On July 31, 2024, Senator Markey sent a letter to Steward Health Care, Medical Properties Trust, Inc. (MPT), and Macquarie Investment Partners (MIP), regarding Steward Health Care’s announced closure of Carney Hospital and Nashoba Valley Medical Center and the ongoing bankruptcy proceedings. The letter was included with Massachusetts Nurses Association’s pleading before the Texas Southern District Bankruptcy Court objecting to Steward’s emergency motion to close Carney Hospital and Nashoba Valley Medical Center.

Also in July, Senator Markey spoke at a press conference after Steward announced the closure of Nashoba Valley Medical Center in Ayer and Carney Hospital in Dorchester. Earlier in the month, Senator Markey was joined by fifteen bipartisan colleagues in voting to subpoena Steward Health Care CEO Dr. Ralph de la Torre to compel him to appear before the HELP Committee on September 12 and answer for the business practices of Steward Health and the role private equity and real estate investment trusts played in its bankruptcy. This was the first time the Senate HELP Committee had issued a subpoena since 1981.

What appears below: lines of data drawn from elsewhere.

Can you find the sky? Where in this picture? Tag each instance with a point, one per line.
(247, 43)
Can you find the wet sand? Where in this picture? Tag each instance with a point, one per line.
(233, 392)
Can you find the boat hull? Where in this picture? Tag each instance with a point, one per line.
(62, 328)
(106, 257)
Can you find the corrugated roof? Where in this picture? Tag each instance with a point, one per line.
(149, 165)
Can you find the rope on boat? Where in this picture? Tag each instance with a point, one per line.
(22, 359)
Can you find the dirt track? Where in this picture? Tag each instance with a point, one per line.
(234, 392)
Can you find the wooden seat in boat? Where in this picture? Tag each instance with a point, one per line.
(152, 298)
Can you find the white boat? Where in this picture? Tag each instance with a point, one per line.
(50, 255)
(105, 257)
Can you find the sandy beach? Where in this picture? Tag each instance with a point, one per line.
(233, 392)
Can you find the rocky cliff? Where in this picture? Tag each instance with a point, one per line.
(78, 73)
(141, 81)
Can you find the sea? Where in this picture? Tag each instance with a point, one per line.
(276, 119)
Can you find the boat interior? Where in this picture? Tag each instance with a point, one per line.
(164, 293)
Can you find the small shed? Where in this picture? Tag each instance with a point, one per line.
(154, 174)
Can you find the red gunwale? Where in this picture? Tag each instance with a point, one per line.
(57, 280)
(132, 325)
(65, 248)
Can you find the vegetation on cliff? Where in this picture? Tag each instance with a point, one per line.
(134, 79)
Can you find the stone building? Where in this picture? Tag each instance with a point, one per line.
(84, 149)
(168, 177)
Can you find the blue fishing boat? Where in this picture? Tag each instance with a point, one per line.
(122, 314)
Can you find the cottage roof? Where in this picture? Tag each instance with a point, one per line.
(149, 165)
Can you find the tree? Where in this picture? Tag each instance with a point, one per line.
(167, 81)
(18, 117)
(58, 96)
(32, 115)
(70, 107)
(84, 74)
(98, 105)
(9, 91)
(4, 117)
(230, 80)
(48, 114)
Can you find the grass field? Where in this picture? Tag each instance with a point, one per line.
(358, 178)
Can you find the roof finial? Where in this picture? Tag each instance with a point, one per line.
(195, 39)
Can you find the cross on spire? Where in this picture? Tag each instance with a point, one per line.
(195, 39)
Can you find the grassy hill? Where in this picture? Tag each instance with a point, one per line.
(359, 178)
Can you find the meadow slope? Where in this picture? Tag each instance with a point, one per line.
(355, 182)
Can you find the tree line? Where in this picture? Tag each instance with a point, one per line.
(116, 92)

On July 25, Senator Markey and Congresswoman Pramila Jayapal (WA-07) introduced the Health Over Wealth Act, legislation that would put safeguards in place to protect workers, patients, and health care quality, access, and safety; create stronger accountability measures for corporate greed; and close tax loopholes that benefit real estate investment trusts making money off of health care property.

At a Boston field hearing he chaired in April on the Steward crisis and the role of corporate greed in health care, Senator Markey released his legislative agenda calling for transparency and accountability for private equity in health care; protecting patients, providers, and workers; and guaranteeing health care for all. Despite numerous invitations from Senator Markey, including a joint invitation from Senators Markey and Warren, to testify at the hearing, Dr. de la Torre refused.